Ey, bu topraklar için toprağa düşmüş asker!
Gökten ecdâd inerek öpse o pâk alnı değer.
Ne büyüksün ki kanın kurtarıyor tevhidi...
Bedr'in arslanları ancak, bu kadar şanlı idi.
Sana dar gelmiyecek makberi kimler kazsın?
'Gömelim gel seni tarihe' desem, sığmazsın.
Herc ü merc ettiğin edvâra da yetmez o kitâb...

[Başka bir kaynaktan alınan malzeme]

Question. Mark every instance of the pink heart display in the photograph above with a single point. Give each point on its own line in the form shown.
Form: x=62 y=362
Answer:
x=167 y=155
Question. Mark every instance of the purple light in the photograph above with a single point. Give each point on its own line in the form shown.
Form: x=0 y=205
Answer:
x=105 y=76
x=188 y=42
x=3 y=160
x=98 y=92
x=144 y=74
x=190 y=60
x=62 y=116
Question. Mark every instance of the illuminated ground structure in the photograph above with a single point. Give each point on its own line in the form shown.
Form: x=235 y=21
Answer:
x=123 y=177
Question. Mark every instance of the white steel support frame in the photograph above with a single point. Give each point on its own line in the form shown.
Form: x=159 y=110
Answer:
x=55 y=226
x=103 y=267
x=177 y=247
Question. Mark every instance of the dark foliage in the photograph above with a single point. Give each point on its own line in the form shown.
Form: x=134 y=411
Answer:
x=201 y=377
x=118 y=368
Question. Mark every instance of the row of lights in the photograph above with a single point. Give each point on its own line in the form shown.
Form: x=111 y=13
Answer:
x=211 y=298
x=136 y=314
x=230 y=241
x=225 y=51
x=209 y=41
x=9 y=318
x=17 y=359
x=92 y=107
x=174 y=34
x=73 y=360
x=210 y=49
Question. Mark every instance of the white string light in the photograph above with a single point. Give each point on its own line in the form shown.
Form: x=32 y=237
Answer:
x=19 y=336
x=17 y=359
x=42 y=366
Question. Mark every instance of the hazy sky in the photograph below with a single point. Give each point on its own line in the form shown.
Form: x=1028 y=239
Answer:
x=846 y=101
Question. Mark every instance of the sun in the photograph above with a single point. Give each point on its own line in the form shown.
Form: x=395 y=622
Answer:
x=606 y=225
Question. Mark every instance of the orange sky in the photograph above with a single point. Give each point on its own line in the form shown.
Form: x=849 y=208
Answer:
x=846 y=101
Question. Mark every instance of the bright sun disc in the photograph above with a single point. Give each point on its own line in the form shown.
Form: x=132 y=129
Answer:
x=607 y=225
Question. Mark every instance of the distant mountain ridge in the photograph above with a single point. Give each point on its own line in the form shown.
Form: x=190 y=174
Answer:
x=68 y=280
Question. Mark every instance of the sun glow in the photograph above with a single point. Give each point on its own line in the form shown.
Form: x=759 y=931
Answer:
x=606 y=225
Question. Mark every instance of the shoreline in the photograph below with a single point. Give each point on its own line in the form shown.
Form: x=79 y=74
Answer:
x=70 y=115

Seni ancak ebediyyetler eder istiâb.
'Bu, taşındır' diyerek Kâ'be'yi diksem başına;
Ruhumun vahyini duysam da geçirsem taşına;
Sonra gök kubbeyi alsam da, ridâ namıyle,
Kanayan lâhdine çeksem bütün ecrâmıyle;
Ebr-i nîsânı açık türbene çatsam da tavan,
Yedi kandilli Süreyyâ'yı uzatsam oradan;
Sen bu âvizenin altında, bürünmüş kanına,
Uzanırken, gece mehtâbı getirsem yanına,
Türbedârın gibi tâ fecre kadar bekletsem;
Gündüzün fecr ile âvizeni lebriz etsem;
Tüllenen mağribi, akşamları sarsam yarana...
Yine bir şey yapabildim diyemem hâtırana.
Sen ki, son ehl-i salibin kırarak savletini,
Şarkın en sevgili sultânı Salâhaddin'i,
Kılıç Arslan gibi iclâline ettin hayran...
Sen ki, İslam'ı kuşatmış, boğuyorken hüsran,
O demir çenberi göğsünde kırıp parçaladın;
Sen ki, rûhunla beraber gezer ecrâmı adın;
Sen ki, a'sâra gömülsen taşacaksın...Heyhât,
Sana gelmez bu ufuklar, seni almaz bu cihât...
Ey şehid oğlu şehid, isteme benden makber,
Sana âğûşunu açmış duruyor Peygamber.
Hani bin kere okusam baştan sona, kesintisiz tamamlayamam. Her seferinde ağlatır utandırır. Ne güzel yazmış Akif sanki okumuyorumda karşımda o bana kuruyor bu cümleleri. Git gide öyle kopuyoruzki geçmişimizden, atamızdan. Bazı mısralar yabancı gelir mesela ilk okuyana şuan, zamanla o Allah aşkını anlamakta zorluk çeker hale geliyoruz sanki. Dini kullanmaya çalışan yobazlar yüzünden, her dinini yaşayana yapılan yobaz muamelesi varya, topu tüfeği gemiyi geçtim sapanla taşla gelseler geçip giderler bu gün çanakkaleden
-
-
Aziz şehitlerimizin ruhları şad olsun.Allah onlardan razı olsun.
-
Taşıdığım asil TÜRK kanından , en başta MUSTAFA KEMAL ATATÜRK olmak üzere, varını yoğunu ortaya koyup erişilmez bir ruhla mücadele eden TÜRK milletimden GRUR DUYUYORUM.